I am currently bidding a sweeping job. The area involves about 2 1/2 to 3 acres paved strip mall. It contains 10 trash-cans also. It is a Z shaped configuration with stores along two sides. No landscaping, cart corrals or parking curbs involved. Pretty flat. I am wondering what the current price would be. Is the price by the acreage or by time involved. The owner stated that he is currently paying $50.00 for weekly cleaning. I want to know how anyone in the business can sweep for this price, with the size lot involved. Any ideas? I really appreciate the help.


----------



## Runner (Jul 21, 2000)

From what I've learned (Ive spoke to quite a few guys that actually do business around here - many of them from out of town, and I've had PM conversations with a few people on this and other sites), this could be right about the right price.
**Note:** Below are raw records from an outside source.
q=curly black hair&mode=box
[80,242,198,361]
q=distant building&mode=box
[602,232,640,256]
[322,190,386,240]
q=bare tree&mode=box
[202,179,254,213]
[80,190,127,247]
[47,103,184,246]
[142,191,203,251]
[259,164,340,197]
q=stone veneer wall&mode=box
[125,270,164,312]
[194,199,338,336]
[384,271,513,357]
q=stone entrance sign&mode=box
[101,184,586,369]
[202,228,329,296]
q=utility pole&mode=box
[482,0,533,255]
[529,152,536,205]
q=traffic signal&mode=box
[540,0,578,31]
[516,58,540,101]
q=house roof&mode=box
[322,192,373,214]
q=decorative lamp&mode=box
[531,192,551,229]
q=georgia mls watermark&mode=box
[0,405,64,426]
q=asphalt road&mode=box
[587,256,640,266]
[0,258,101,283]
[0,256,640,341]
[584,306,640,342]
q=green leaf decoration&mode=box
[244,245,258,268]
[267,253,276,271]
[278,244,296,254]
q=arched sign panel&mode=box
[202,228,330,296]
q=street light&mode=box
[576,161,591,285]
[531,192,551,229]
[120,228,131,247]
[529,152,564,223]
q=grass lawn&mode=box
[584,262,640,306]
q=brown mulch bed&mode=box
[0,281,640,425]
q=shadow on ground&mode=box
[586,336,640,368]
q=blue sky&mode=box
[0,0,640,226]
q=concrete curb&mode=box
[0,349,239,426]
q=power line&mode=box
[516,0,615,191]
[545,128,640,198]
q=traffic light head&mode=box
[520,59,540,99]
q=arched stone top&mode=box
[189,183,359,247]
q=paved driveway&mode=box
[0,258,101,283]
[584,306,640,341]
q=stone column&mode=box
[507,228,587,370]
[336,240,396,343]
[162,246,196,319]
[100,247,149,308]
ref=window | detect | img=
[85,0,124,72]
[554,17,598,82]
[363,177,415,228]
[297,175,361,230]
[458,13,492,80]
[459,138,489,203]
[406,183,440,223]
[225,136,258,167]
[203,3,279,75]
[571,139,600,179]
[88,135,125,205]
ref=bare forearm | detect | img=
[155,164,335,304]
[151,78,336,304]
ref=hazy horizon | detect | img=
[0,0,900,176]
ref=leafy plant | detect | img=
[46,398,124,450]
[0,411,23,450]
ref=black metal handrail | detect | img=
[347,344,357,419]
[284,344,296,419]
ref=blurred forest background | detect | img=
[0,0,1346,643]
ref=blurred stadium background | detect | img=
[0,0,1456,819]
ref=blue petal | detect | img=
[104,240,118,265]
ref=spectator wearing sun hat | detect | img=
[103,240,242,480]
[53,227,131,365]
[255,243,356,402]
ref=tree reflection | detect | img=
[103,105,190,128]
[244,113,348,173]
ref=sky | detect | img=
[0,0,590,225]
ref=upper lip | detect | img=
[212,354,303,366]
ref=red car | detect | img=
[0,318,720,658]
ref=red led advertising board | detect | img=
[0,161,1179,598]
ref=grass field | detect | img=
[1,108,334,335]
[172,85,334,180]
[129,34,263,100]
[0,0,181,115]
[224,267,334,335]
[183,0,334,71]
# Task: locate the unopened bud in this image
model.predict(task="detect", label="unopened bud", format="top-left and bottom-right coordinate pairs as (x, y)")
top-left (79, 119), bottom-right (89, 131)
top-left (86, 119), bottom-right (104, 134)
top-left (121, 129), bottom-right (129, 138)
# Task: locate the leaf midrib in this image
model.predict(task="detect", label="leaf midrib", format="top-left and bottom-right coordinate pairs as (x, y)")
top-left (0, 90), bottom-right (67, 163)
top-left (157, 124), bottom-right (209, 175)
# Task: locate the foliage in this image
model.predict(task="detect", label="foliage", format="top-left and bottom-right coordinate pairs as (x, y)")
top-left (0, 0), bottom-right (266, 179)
One thing that you have to understand, is that a truck doesn't have to do every square inch of the lot, they just scan in a pattern and pick random debris up wherever it may be. They can come in and cover a lot this size in about a half hour. At $100. per hour, this would figure up about right. Now, if there is heavy detail work to be attended to (sidewalk blowing, dirty gutters (usually initial cleaning), cart corals, etc., then this will take a bit more time. Simple rule of thumb...the more requent the visits allowed, the better. It is simpler to come in and pick up 1/3 the debris 3 times a week, than to have to scan and sweep about every row once a week. It's much like plowing. Either you charge for two 3" events, or one 6" event. On most people's scales, the first is the most lucrative.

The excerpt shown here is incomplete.